This same kid told me about Skip Spence - he thought I'd like him because I was into recording myself on a 4 track and playing all the instruments. Everything always went kind of out of sync with my music and my friend said Skip Spence was like that too. I did really love his music, it was so personal and sad. He was such a tragic figure, and that appealed to me for some reason - probably because I had such a hard time trying to get other people to play my songs. I began to romanticize the outsiders in the pop music world, like Syd Barrett, Rodd Keith, Gary Wilson, Jandek etc. - maybe there was a connection there with my dad being a music biz guy? I have to root for the underdog. There's a lot of great music like this, but it's also not always the healthiest example for a young musician to follow.
In junior high school I was into lots of the SST Records stuff. Living in LA there were always tons of this in the 99 cent bins. This Sonic Youth record was on SST so I gave it a shot - and I loved it so much. I listened to it over and over again on my sister's turntable. The jerky beats again, kinda like Devo, and the Sonic Youth guitars were so beautiful and exotic. The vocals and the bass lines were really dreamy and dark. I bought all the other SY records I could find (Sister, Evol, Confusion Is Sex, then Daydream Nation). I even sent away for a Sonic Youth t-shirt which I wore all the time!
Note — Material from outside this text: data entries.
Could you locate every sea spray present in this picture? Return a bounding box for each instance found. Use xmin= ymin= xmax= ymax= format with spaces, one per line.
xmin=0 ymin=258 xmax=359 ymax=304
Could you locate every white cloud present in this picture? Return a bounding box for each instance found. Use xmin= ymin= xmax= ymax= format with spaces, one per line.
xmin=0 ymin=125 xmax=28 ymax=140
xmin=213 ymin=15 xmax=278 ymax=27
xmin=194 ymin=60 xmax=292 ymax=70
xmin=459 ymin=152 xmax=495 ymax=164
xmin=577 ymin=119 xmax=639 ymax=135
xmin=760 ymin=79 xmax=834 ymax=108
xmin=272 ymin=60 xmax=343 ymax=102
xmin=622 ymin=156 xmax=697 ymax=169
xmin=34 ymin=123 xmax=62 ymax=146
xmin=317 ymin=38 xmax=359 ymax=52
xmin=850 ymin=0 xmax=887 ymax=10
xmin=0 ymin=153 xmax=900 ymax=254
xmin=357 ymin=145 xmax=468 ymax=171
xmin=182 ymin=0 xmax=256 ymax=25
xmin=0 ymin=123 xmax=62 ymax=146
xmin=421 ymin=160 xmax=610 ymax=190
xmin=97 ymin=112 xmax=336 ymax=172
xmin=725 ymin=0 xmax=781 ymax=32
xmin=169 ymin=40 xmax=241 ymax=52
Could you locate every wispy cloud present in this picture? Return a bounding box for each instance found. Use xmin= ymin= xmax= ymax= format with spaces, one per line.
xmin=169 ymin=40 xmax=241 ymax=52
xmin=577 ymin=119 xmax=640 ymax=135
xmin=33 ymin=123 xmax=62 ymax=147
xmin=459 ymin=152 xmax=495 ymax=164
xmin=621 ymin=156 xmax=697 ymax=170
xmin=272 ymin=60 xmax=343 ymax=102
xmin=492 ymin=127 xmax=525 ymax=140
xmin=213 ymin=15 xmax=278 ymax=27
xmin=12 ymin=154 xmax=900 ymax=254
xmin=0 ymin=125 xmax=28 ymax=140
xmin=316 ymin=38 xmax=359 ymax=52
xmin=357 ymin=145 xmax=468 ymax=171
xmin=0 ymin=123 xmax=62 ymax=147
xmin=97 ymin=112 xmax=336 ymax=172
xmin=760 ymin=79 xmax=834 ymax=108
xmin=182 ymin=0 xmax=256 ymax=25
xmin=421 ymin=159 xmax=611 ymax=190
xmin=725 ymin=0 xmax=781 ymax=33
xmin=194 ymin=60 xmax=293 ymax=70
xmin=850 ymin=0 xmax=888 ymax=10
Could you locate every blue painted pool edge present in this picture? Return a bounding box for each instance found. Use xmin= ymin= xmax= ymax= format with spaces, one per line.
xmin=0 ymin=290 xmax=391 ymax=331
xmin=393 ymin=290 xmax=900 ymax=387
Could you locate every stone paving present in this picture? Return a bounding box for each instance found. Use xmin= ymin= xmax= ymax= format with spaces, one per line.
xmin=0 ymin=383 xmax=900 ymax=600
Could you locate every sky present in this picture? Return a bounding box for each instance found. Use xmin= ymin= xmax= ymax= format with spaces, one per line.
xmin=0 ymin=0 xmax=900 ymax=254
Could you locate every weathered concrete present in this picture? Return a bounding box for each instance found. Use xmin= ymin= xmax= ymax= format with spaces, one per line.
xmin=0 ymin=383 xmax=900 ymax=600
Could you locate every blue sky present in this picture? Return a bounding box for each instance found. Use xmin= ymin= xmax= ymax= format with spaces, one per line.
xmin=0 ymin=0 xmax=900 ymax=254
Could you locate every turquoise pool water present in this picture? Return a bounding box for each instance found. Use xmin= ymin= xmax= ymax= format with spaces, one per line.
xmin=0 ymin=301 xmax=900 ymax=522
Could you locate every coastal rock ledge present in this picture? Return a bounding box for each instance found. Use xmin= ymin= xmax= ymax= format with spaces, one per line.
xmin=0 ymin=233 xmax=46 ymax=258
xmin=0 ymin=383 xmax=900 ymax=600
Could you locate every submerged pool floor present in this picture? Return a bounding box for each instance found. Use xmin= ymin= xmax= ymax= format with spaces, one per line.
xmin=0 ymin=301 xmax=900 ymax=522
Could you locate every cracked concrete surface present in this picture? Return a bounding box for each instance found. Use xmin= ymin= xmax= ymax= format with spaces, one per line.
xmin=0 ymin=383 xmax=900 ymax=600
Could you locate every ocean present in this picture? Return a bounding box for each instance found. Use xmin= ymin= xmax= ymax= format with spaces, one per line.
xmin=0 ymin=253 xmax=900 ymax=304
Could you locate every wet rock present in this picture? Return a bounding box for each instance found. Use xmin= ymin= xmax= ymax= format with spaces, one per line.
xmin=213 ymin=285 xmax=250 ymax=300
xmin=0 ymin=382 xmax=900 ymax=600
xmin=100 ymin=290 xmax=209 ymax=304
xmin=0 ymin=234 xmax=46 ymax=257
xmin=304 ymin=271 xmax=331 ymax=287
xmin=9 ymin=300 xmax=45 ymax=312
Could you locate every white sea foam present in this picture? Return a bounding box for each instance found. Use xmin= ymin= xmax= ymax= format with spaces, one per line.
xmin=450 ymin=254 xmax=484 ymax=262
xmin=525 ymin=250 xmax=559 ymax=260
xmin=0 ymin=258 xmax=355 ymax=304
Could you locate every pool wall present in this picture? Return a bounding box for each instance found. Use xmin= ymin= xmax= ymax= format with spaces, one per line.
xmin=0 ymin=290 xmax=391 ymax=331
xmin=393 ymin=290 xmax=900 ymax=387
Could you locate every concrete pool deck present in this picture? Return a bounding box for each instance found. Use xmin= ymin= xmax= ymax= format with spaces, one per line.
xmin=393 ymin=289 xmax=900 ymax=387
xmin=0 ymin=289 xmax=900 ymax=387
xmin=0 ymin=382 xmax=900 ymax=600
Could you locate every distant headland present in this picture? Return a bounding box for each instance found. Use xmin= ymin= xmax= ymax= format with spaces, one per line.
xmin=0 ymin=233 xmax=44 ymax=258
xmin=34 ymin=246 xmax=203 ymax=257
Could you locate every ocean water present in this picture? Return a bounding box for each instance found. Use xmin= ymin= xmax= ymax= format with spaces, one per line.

This t-shirt became my ticket into the world of playing in bands when a teenager who worked at the local grocery store started talking to me about Sonic Youth and asked me to join his band.
Around the time that "Whip It" came out, I was standing there on our driveway when a kid from across the street came over playing this song on his portable tape player and I loved it. Then I discovered that my parents had a Devo album ("Duty Now for the Future") in their collection! My dad was in the music business and got lots of promos. Anyway I liked the jerky but powerful beats and the anthemic guitar riffs and songs. My dad took me to see Devo in concert when I was 11 and bought me one of those red, plastic 'flower pot' hats at the show.